Improving TOFU With Transparency
TOFU is an OK substitute for when you have nothing better, but it’s never the best choice.
Before you get upset, I’m not talking about the coagulated soy-bean excretion often served fried, I’m talking about the Trust-On-First-Use authentication scheme. Just like the food, there are times to reach for TOFU, but too much of it might not be the best for your health. This post dives into when TOFU works, when it doesn’t and some mitigations that make use of transparency logs.
What is TOFU?
TOFU is an authentication system used to bootstrap trust between two entities on an untrusted network. Pretend you’re at a crowded train station looking for someone you’re supposed to meet named Alice to exchange a sensitive briefcase. Depending on how well you and Alice know each other, this might be a hard problem. This section outlines a few options to find Alice in the train station,
You can’t just trust the people you ask, because you know nothing about them and this is an untrusted network. An attacker could simply reply “Yes”:
Since you know nothing about Alice, you have to rely on everyone being nice and honest. Unless you’re looking to contact a specific member of the Nigerian Royal Family about an unexpected inheritance, I’d suggest against this technique — we can do better.
Another option is to use a third-party identity provider. You agree to trust a third-party, and this person issues identification cards that are hard to forge. Then, you can ask each individual to present this identification, and verify it before trusting them. In computer networks, this is referred to as Public Key Infrastructure, or PKI. If you’re looking for a deep dive, read this post from Mike Malone at SmallStep. It’s excellent. Going back to our ID card/train station analogy, it would look like:
Here, you check the ID cards for each person you encounter. You can verify that the identity card is authentic by checking with the third-party Identity Provider, then validate that it points to the correct person, Alice. This model is better, but it also requires a complicated third-party identity provider who can be trusted to issue IDs. In web security, these are referred to as Certificate Authorities. What if we don’t have one of those?
Despite JWT insisting otherwise, a scheme of none doesn’t work. PKI is great if you have it, but it’s hard and requires a third-party you can trust. We’re arriving at our goldilocks option: Trust-On-First-Use, which is just as boring as it sounds.

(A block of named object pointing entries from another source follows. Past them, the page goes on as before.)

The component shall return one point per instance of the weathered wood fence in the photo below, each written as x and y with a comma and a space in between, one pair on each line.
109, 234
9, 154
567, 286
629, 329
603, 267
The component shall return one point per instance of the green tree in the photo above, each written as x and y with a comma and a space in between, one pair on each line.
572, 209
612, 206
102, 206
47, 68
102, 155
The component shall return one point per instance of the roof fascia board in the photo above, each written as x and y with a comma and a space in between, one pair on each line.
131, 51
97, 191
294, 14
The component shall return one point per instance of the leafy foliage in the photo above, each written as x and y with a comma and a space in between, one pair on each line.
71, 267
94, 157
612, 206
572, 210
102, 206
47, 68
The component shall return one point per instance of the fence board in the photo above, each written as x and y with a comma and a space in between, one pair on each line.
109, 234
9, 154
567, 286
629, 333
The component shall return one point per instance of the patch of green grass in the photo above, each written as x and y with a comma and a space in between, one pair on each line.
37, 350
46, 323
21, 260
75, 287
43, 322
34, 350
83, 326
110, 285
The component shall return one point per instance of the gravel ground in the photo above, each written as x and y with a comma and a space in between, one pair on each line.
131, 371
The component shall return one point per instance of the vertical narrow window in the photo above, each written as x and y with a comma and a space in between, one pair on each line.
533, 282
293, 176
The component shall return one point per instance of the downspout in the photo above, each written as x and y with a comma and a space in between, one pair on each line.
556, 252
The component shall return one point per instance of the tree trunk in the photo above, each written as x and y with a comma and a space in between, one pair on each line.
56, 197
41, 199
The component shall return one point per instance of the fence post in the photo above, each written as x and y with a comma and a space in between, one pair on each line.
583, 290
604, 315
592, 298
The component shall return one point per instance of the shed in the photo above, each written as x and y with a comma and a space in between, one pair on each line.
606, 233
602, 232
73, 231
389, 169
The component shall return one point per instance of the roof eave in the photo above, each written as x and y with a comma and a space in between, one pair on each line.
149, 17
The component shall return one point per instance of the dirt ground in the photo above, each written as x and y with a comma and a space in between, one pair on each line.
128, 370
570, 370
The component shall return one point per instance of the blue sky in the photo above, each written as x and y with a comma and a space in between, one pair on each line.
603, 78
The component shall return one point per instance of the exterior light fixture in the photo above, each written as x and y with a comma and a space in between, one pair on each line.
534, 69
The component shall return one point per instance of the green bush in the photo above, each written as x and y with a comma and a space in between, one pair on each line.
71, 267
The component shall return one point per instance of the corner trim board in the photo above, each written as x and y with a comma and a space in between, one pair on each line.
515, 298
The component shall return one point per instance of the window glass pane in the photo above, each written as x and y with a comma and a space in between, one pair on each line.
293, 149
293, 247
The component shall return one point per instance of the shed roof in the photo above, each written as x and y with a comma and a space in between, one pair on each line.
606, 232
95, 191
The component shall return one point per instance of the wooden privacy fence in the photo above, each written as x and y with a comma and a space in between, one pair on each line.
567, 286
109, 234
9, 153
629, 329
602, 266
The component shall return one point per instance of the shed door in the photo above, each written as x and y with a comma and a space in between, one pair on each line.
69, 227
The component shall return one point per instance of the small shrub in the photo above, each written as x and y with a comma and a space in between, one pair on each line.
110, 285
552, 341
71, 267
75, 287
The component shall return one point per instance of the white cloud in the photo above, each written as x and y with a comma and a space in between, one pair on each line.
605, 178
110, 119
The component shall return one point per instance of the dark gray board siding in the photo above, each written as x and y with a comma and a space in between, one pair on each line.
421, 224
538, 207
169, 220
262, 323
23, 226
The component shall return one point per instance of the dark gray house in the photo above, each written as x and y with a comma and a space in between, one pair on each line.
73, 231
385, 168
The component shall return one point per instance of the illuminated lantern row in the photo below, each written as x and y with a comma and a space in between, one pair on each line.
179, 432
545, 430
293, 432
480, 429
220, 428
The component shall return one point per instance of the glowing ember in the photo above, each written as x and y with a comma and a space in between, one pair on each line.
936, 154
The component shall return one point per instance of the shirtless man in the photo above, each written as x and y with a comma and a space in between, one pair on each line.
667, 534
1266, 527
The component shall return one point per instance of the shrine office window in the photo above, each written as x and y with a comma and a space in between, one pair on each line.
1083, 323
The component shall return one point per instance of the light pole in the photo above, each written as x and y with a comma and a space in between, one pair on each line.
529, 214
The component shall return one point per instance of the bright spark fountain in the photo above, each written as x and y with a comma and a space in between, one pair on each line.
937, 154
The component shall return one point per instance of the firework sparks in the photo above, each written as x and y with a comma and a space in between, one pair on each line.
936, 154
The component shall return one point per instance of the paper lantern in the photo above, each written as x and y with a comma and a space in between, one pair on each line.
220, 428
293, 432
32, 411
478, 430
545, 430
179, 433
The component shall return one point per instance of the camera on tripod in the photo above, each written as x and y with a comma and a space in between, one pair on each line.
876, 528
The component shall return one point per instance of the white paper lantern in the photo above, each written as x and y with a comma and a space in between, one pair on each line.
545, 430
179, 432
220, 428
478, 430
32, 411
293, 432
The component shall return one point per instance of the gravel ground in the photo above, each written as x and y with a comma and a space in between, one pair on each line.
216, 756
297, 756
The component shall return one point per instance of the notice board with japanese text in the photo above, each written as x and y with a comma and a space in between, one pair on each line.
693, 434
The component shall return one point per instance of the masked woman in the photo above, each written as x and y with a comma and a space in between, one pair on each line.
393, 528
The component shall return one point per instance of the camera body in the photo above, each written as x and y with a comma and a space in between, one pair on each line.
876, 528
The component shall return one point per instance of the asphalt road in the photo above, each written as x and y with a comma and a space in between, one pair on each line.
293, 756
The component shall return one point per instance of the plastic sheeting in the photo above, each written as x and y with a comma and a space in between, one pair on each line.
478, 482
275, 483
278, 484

If we assume we’re going to be exchanging many secret briefcases with the same someone named Alice over time and we’re feeling lucky, we can remember the first person who claims to be Alice and trust them from then on. In network security, the incredibly commonly used tool SSH uses this technique. The first time a client contacts a specific server at an IP address, the client simply trusts that the connection has reached the correct server.
In this protocol, the client asks the server for a secret fingerprint and saves that locally. Each time the client contacts the server again later, the client can compare that fingerprint to the first one and trust that the server hasn’t changed. This sounds pretty scary, but in practice works out OK if it’s hard to predict the first time you’ll look for Alice at that particular train station, or connect to a specific IP address.
When TOFU Crumbles
If you cook TOFU too long or you let it get too old and dry out, it can crumble and fall apart. Other times it’s edible though. SSH uses TOFU most of the time and it’s mostly OK, because clients typically connect to the same servers over and over again and can remember a lot of fingerprints for a long time. Trust on First Use works well if the number of “first uses” is relatively low compared to the number of overall connections.
Another example of TOFU where this assumption works much less well is in supply-chain security. Say you’re installing a new package from an open source package manager, and you only know the name and version number. You want to make sure you get the right package, but you have no idea what package actually looks like. We could use the
alg: none scheme, but that’s not great. The package manager could return anything it wants, including malware:
We can TOFU this, and remember the hashes of all packages we install in a local database. Then, we compare the package we install with this database before installing.
This makes sense at first, since we can probably store a list of package names and their hashes. This doesn’t work in practice though, for a few reasons:
- If we can store package hashes and names, we can probably just store the entire packages. The hashes don’t really add much.
- We typically install new packages (or update) much more often than we connect to new servers over SSH. The risk here is magnified a bit because of the sheer number of chances we have to get it wrong.
- Not all builds happen on machines where we have local state! Ephemeral environments for CI builds are a common best practice, which makes caching state hard.
In these models, Trust on First Use can quickly become Trust on Every Use! So what can we do?
Enter Transparency Logs! These are really cool data structures that allow us to maintain an immutable log. For our package manager example, we could store a list of hashes for specific package versions. The great part is that clients don’t actually have to trust this list to be tamper-proof, they can audit it themselves! Any entries in the log can be cross-checked with other clients, and we can make sure the log stays consistent over time. If you want to learn more about how these work, I’d suggest this blog post from Russ Cox.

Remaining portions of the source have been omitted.